Vanzant next contends that "the evidence adduced by [Vanzant]
clearly supports an inference that EquiCredit participated,
accepted, and approved the misconduct." Pl.'s Resp. at 7. She
argues the fraud claims are not based on a Truth in Lending Act
disclosure, and the assignee protection provision thus does not
apply. Instead, Vanzant states EquiCredit knowingly accepted the
fruits of the fraud and willfully ignored information that would
have demonstrated Vanzant's loans were fraudulently procured. However, the Illinois Supreme Court stated that:
As we noted in Lanier, there is a consistent policy
through Illinois law against extending disclosure
requirements beyond what is mandated by federal law.
If an assignee were liable under the Consumer Fraud
Act, though exempt from the liability under [the
Truth in Lending Act], it would impose disclosure
requirements on assignees beyond those mandated by
federal law. . . . Thus, we conclude that an assignee
is not responsible for the misrepresentations made by
the dealer to the consumer outside of reviewing the
face of the assigned document for apparent defects.
Jackson, 755 N.E.2d at 469 (internal citations omitted).
The Illinois Supreme Court, though, recognized that a plaintiff
could bring a state law claim for preassignment fraud that was
"active and direct." Jackson, 755 N.E.2d at 470. This type of
fraud would be separate from the Truth-in Lending Act assignee
exemption. Jackson, 755 N.E.2d at 470. "For example, if a
plaintiff could allege specific facts showing that the assignee
met with the car dealer and concocted a scheme to put false
statements on the financing statement, an assignee would not be
exempt from a state fraud action from a duped buyer." Jackson,
755 N.E.2d at 470-71.
Here, Vanzant claims EquiCredit and Fairbanks chose to accept
the assignment of her loans although EquiCredit and Fairbanks
should have recognized the loans were fraudulently obtained.
According to Vanzant, EquiCredit has policies and procedures to
review loan files before accepting an assignment of a loan; but
EquiCredit excused certain requirements, knew Hartford violated
industry standards, and ignored critical documents, other than
the Truth in Lending Act disclosures, in the loan files. However,
it is undisputed that neither EquiCredit nor Fairbanks ever
engaged in any communication with Vanzant in order to induce her
to enter into either loan. Moreover, upon the assignment of a
loan, EquiCredit and Fairbanks have no duty under the law regarding these requirements, industry standards,
and critical documents. Holding EquiCredit and Fairbanks liable
for fraud in this situation would "impose disclosure requirements
on assignees beyond those mandated by federal law." Jackson,
755 N.E.2d at 469.
Vanzant further contends that EquiCredit and Fairbanks
participated in the fraud. Vanzant asserts that there was a close
relationship between EquiCredit and Hartford because of the high
volume of dealings completed between these two parties. However,
Vanzant has not produced any affidavits, depositions, answers to
interrogatories, and admissions on file to demonstrate that
EquiCredit and Hartford "concocted a scheme" to defraud Vanzant.

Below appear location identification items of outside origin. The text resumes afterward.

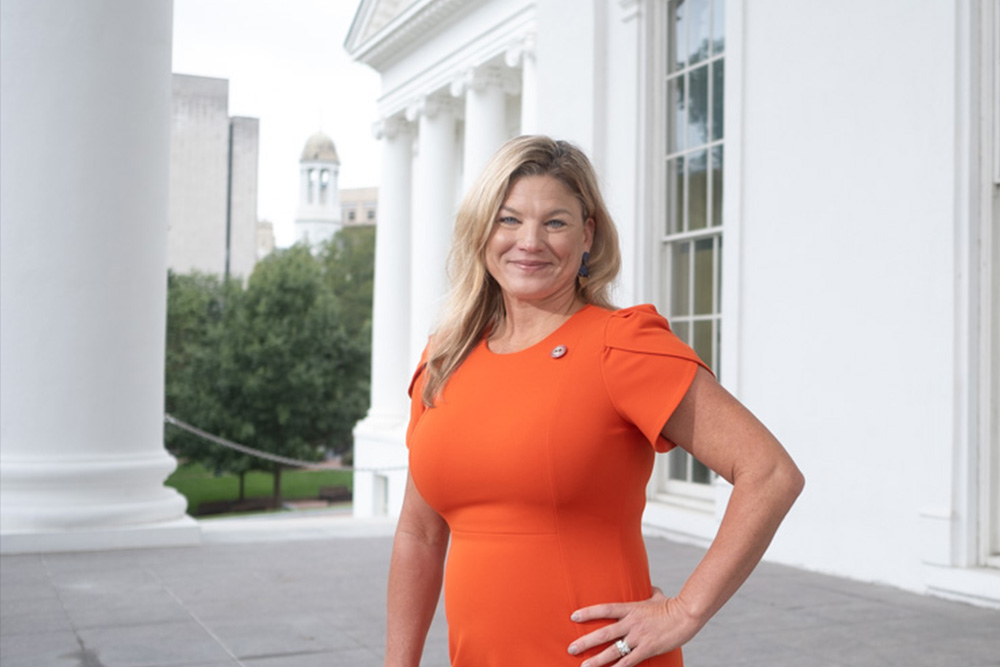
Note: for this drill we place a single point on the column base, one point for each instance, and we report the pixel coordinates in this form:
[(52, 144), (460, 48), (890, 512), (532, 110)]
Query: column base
[(182, 532), (381, 457)]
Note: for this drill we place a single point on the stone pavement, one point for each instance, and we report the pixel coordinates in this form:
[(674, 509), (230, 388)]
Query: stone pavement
[(274, 601)]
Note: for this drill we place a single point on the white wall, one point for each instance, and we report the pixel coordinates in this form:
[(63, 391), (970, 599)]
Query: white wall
[(848, 270), (84, 115)]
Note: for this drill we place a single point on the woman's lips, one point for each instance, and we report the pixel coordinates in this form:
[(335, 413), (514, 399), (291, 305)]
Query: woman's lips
[(529, 265)]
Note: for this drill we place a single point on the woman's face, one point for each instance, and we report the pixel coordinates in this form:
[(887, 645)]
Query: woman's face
[(538, 239)]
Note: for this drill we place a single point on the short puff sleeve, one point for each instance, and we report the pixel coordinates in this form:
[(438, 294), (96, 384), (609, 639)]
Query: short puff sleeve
[(416, 392), (647, 370)]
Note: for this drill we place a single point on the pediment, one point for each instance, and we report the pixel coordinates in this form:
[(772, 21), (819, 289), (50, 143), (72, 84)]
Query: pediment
[(384, 29), (372, 16)]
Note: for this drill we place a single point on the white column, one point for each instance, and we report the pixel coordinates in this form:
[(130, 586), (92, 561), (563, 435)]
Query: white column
[(85, 102), (524, 54), (391, 367), (379, 450), (485, 90), (434, 207)]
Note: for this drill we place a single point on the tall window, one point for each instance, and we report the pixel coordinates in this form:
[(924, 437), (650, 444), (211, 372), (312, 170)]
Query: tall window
[(691, 232)]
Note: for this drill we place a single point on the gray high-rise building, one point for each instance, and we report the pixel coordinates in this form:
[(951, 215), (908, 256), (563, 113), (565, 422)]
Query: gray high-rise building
[(213, 181)]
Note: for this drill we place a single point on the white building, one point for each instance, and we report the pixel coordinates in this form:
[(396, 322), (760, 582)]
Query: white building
[(213, 181), (809, 191), (319, 215), (84, 174), (359, 206)]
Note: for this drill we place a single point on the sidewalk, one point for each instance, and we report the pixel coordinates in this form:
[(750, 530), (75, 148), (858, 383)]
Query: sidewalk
[(281, 602)]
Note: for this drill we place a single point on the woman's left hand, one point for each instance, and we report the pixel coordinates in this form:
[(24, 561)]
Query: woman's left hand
[(650, 627)]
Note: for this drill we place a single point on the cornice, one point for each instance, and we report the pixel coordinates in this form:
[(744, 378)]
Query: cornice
[(414, 25)]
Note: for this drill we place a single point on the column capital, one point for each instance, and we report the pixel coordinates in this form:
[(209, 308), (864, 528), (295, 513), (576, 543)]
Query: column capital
[(433, 105), (390, 127), (521, 50), (482, 77)]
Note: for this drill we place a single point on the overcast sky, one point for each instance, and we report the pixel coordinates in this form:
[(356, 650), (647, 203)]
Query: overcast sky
[(286, 65)]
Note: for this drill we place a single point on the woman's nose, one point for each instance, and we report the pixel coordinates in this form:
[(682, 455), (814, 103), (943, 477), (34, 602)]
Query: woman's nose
[(530, 237)]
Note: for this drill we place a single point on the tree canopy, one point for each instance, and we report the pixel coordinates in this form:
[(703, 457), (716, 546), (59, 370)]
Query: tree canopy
[(281, 365)]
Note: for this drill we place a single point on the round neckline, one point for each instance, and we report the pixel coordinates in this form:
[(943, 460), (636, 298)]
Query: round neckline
[(484, 343)]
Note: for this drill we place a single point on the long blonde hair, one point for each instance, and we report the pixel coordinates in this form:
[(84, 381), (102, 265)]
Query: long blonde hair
[(475, 303)]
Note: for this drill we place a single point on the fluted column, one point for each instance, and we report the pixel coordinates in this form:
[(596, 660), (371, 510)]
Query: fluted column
[(485, 90), (379, 451), (523, 54), (434, 204), (391, 367), (85, 102)]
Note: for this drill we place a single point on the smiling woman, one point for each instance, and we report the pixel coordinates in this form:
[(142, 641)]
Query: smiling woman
[(537, 244), (535, 418)]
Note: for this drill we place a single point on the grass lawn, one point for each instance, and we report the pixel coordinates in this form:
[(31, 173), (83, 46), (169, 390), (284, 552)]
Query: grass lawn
[(199, 485)]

Vanzant has also failed to produce any affidavits, depositions,
answers to interrogatories, and admissions on file to demonstrate
that Fairbanks was involved in a scheme to defraud Vanzant.

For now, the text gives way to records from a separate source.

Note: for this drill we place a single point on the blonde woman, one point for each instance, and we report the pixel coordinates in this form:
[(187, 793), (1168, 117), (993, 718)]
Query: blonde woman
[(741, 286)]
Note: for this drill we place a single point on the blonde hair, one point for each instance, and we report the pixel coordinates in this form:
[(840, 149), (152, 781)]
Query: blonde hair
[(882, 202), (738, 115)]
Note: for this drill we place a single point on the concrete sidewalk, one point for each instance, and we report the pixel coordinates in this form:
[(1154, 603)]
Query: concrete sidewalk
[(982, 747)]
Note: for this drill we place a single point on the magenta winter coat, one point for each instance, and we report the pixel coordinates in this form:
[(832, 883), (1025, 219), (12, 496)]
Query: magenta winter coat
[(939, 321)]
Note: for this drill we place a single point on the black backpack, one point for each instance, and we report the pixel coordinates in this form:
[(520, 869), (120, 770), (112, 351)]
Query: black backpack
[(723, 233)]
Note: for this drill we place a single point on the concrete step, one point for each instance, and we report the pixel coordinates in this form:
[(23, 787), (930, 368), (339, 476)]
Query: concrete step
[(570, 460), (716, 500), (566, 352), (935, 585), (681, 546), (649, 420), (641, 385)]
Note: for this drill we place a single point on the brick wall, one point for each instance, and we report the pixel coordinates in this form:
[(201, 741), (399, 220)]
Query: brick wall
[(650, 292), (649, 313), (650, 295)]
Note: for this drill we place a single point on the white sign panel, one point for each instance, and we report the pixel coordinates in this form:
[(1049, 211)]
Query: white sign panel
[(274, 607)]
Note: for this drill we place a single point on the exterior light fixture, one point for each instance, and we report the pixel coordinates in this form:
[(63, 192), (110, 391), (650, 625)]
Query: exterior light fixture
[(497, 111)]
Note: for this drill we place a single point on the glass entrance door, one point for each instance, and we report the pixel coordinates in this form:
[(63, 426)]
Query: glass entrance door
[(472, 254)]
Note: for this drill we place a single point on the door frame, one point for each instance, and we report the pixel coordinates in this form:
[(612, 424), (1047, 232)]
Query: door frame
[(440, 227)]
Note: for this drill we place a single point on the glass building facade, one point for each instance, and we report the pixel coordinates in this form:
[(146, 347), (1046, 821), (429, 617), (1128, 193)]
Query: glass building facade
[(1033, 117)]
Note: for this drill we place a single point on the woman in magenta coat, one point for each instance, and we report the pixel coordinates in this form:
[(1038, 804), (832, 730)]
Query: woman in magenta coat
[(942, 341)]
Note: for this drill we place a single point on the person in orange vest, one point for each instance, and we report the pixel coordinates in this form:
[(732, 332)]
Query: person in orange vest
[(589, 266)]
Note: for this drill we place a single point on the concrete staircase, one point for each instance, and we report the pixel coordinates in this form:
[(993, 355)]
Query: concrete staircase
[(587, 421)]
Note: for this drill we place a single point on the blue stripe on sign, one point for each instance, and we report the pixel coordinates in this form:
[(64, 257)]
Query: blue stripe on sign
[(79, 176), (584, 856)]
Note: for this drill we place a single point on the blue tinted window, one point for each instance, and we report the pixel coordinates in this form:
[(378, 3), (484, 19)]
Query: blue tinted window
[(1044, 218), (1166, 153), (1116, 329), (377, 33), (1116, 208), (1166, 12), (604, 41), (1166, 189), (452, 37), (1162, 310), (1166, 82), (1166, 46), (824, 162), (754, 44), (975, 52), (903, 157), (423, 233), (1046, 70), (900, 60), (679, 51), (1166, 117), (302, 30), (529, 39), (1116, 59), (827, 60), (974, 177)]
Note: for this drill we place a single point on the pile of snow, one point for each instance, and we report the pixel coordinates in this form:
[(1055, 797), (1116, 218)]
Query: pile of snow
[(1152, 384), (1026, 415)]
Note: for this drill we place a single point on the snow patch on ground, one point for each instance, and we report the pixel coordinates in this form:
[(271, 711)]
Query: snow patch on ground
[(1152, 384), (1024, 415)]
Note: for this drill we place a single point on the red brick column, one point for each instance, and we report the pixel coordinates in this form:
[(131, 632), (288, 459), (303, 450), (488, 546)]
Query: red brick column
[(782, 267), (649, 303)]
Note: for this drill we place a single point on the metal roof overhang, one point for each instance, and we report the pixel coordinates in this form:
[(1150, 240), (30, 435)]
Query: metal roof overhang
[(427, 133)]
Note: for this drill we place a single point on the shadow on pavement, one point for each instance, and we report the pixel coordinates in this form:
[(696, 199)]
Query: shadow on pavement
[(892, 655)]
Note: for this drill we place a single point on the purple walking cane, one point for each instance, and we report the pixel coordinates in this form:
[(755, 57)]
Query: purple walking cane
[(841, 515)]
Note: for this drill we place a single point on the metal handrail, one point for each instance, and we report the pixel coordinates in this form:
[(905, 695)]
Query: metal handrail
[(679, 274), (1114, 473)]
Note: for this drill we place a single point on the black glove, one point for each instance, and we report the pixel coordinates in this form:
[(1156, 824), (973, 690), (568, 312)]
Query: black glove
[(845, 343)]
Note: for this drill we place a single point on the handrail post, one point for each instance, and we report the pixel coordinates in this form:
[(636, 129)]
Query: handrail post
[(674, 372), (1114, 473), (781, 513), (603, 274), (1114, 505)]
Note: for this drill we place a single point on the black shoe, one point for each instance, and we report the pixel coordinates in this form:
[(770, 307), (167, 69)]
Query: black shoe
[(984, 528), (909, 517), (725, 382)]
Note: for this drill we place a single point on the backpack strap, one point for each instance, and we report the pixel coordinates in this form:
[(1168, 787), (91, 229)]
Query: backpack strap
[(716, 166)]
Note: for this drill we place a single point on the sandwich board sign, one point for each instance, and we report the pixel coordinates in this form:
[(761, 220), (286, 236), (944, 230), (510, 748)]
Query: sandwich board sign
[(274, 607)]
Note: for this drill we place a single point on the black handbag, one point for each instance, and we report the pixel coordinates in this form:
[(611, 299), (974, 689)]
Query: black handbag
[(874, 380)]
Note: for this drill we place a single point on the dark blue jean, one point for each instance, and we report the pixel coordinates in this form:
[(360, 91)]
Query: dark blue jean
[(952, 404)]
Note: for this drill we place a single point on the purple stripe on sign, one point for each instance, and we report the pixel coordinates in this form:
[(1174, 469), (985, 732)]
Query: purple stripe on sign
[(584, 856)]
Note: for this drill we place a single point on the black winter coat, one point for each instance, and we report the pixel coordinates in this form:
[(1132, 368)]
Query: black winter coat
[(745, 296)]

Therefore, no genuine issue of material fact exists as to whether
EquiCredit and Fairbanks actively and directly participated in a
preassignment fraud of Vanzant.
Lastly, Vanzant argues that EquiCredit is not a holder in due
course of the loans and is, thus, liable for all borrower claims
against the originating lender. However, the holder in due course
rule operates only as a limitation upon a creditor's "right to
enforce the obligation of a party to pay an instrument." 810 ILCS
5/3-305(a). Thus, while the holder in due course rule may affect
EquiCredit's ability to enforce Vanzant's obligation, it does not
create a basis for her to sue for damages. CONCLUSION
For the foregoing reasons, EquiCredit and Fairbanks' Motion for
Summary Judgment is denied as to Count III; and EquiCredit and
Fairbanks' Motion for Summary Judgment is granted as to Count V.